Tiny pacemaker ups the ante on device’s abilities

Representative illustration. A traditional temporary pacemaker requires invasive open heart or endovascular surgical methods to both implant and remove.
| Photo Credit: Getty Images/iStockphoto

Scientists at Northwestern University in the US have engineered a pacemaker smaller than a grain of rice. The makers of the device say it can be implanted in a non-invasive procedure and that it doesn’t need an external power source to operate.

The device opens the possibility of replacing other, more cumbersome medical procedures, especially for infants born with congenital heart disease and people recovering from cardiac surgery.

The team published its paper in Nature on April 2.

People who have just undergone heart surgery need temporary pacemakers — as do infants born with congenital heart disorders. Both groups are prone to declining cardiac health and slow heart rates for some time.

The biggest highlight of the new device is its small size — so small that its developers have said it can simply be injected into the heart. While scientists at Oklahoma University had previously built a small pacemaker, the new one from Northwestern University is reportedly smaller by 2.5-times.

A traditional temporary pacemaker requires invasive open heart or endovascular surgical methods to both implant and remove.

In the four to seven days when the pacemaker is required, electrodes in larger devices also have to be integrated with the tissue, rendering their removal a non-trivial procedure for the patient. In fact, this procedure has been known to increase the risk of infections, internal bleeding or sometimes even death.
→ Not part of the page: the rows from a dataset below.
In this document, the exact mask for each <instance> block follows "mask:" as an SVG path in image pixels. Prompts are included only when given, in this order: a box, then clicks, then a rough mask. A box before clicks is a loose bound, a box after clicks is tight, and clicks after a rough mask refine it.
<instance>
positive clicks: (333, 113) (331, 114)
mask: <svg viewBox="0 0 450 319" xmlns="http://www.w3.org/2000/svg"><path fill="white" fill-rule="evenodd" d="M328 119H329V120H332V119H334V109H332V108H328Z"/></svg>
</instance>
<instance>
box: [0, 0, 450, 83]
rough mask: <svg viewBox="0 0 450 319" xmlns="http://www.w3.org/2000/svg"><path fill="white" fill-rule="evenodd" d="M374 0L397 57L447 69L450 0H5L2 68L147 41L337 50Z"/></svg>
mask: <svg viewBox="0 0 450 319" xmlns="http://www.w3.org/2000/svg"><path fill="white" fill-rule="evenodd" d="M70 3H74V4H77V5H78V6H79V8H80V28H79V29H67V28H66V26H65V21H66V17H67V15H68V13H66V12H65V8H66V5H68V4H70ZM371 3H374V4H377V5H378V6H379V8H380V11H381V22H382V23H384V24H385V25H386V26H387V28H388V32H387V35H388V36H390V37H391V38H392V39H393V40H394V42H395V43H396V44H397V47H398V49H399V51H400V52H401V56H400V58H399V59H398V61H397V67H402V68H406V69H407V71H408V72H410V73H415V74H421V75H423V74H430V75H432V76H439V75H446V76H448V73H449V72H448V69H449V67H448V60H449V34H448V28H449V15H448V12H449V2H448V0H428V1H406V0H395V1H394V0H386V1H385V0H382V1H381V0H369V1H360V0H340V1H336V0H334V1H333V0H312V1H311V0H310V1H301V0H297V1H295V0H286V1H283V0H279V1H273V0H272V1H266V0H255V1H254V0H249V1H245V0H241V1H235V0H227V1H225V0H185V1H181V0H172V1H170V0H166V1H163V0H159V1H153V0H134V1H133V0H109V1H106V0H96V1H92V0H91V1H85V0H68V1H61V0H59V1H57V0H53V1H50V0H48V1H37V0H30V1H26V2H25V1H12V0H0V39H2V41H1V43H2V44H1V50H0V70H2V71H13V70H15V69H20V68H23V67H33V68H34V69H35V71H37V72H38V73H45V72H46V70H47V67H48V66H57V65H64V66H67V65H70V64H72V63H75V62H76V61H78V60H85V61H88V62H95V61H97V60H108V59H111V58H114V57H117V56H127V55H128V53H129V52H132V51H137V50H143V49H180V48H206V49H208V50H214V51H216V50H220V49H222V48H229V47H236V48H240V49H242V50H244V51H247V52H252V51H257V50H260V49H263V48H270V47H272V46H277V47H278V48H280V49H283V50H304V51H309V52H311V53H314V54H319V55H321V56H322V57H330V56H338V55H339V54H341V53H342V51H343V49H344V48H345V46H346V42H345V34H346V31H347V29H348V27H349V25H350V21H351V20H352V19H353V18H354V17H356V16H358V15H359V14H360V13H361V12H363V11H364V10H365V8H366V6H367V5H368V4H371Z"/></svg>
The new device has been made with bioresorbable materials, meaning that after the required duration, the pacemaker simply dissolves into the tissue, causing no harm to the person.

It has two electrodes on the bottom-most of its multiple functional layers. They interact with the body’s fluids to convert chemical energy into electrical energy, like how a car battery does but at a much smaller scale. This is its power source.

Once the pacemaker is injected into the body, the patient wears a patch on the outside of the chest that relays signals to the device. If the patch detects any irregularities in the heart rate, an LED attached to it flashes infrared light at the rate at which the heart ought to beat. The pacemaker receives these light signals and adjusts its signals.

Infrared light passes through the body pretty easily — it’s the same wavelength of light pulse oximeters use to elucidate blood oxygen levels, for example.

The researchers measured the delay between the flashes and the readjustment to be 25 microseconds, “far beyond the requirements for cardiac pacing,” per their paper.

The researchers said many of these little pacemakers could be placed along the heart’s walls to help pace the organ at multiple points.

They were able to test and confirm the usefulness of the device in adult hound dogs, rats, and pigs as well as in donated human hearts.

Navaneeth Krishna V. is an undergraduate research student at IISER Pune.